Friar Ted, you’ve got excellent taste in music.
On the other hand, I may not. You see, the song which makes me tear up every time it comes on the radio, even when I’m driving and singing along with it is Break Away by Kelly Clarkson, I think. It’s not just that the song is so typical of who I was when I was a lonely teenager in a small town, it’s that it became popular right when my grandmother died earlier this year. It’s the chorus that gets me.
Damn it! Where are the tissues?
CJ
I miss you, Grandmama. Sorry I wasn’t there.
Oh, Lord! Anyone who can listen to Johnny Cash’s version of “Hurt” without tears is a stoic of the nth degree! And, while I’m not a particularly religious person, virtually any of Aaron Neville’s versions of sacred songs is likely to create a tissue shortage around my house. (His “Ave Maria” is really, truly how it was meant to be sung. Period.) While buttoning up the back of my wedding dress, my mother sang Harry Belafonte’s “Turn Around” (“Turn around and she’s two, turn around and she’s four, turn around and she’s a young girl going out of the door…”) Sob! (And then touch up the makeup!) And Garth Brooks’ “The Dance” never fails to make me cry – it was played at the funeral of a dear, dear friend, and I can’t hear it since without breaking down. Finally, Sarah McLaughlin’s “In the Arms of the Angels,” and Peter Gabriel’s “In Your Eyes” remind me of that guy I’ll probably always love, but with whom things never quite work.
Being an Aussie male I don’t cry listening to any song. If I did cry I would probably be listening to Sinead O’Connor’s Three Babies:
In my soul
My blood and my bones
I have wrapped your cold bodies around me
The face on you
The smell of you
Will always be with me
Each of these
My three babies
I was not willing to leave
or Paul Kelly’s How To Make Gravy where prisoner Joe sings to his brother Dan:
Oh praise the Baby Jesus, have a Merry Christmas,
I’m really gonna miss it, all the treasure and the trash
And later in the evening, I can just imagine,
You’ll put on Junior Murvin and push the tables back
And you’ll dance with Rita, I know you really like her,
Just don’t hold her too close, oh brother please don’t stab me in the back
I didn’t mean to say that, it’s just my mind it plays up,
Multiplies each matter, turns imagination into fact
and Christmas is coming, I will be listening to it soon.
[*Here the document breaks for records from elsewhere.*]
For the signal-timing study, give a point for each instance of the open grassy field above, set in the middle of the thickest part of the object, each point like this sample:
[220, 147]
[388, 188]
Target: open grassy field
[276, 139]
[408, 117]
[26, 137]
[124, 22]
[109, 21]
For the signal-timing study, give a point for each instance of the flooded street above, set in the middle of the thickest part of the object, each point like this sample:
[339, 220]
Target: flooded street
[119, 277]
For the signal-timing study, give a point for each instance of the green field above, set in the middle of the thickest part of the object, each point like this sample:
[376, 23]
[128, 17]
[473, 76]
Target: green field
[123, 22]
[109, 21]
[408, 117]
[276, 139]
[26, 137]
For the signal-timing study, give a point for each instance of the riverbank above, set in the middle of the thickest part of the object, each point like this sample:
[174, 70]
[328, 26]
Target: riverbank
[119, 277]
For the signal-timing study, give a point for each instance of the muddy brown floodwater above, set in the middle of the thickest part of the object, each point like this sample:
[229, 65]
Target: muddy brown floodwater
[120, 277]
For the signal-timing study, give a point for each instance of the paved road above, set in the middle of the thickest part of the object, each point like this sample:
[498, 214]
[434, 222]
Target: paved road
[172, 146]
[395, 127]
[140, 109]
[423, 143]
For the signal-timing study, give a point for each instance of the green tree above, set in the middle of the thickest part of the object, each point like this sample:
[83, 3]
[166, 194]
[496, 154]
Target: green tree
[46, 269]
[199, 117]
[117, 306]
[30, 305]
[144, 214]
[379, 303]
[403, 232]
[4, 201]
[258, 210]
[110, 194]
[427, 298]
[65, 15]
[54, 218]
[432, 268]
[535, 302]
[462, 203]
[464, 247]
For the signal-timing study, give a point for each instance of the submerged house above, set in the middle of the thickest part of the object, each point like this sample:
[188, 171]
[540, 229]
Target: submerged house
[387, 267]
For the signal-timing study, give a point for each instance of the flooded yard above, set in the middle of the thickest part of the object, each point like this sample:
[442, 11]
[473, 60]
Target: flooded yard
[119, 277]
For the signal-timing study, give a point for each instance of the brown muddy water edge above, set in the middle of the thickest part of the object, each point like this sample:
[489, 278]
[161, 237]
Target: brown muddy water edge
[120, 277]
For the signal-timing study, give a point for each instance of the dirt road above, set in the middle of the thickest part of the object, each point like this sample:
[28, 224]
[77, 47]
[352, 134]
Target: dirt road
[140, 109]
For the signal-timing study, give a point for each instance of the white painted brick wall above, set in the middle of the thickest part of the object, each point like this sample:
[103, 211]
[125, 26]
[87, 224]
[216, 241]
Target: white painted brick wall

I haven’t actually requested that “Old and Wise” be played at my funeral (I dunno, it always seemed kinda like tempting fate to mention it) but I have often thought that I would like it to be. Hopefully a long time from now.
“30Kft” by Assemblage 23. It’s a stark little song that’s simply an answering machine message from a guy who’s calling his wife from a plane that’s on its way to crashing. Haunting, powerful stuff and never fails to make me tear up every time I hear it. Though I don’t think he meant it to be a 9/11 song (it came out in 2004), that’s the feeling I always get from it.
“Hello, if you’re there pick up the phone
I’m calling from 30,000 feet above you
The captain’s just informed us that our plane is going down
So I’m calling for one last time to say I love you…”
Agreed about “Old Friends” by Simon and Garfunkel. I’ll add in “Scarborough Fair/Canticle” and “Silent Night/7 O’Clock News,” too.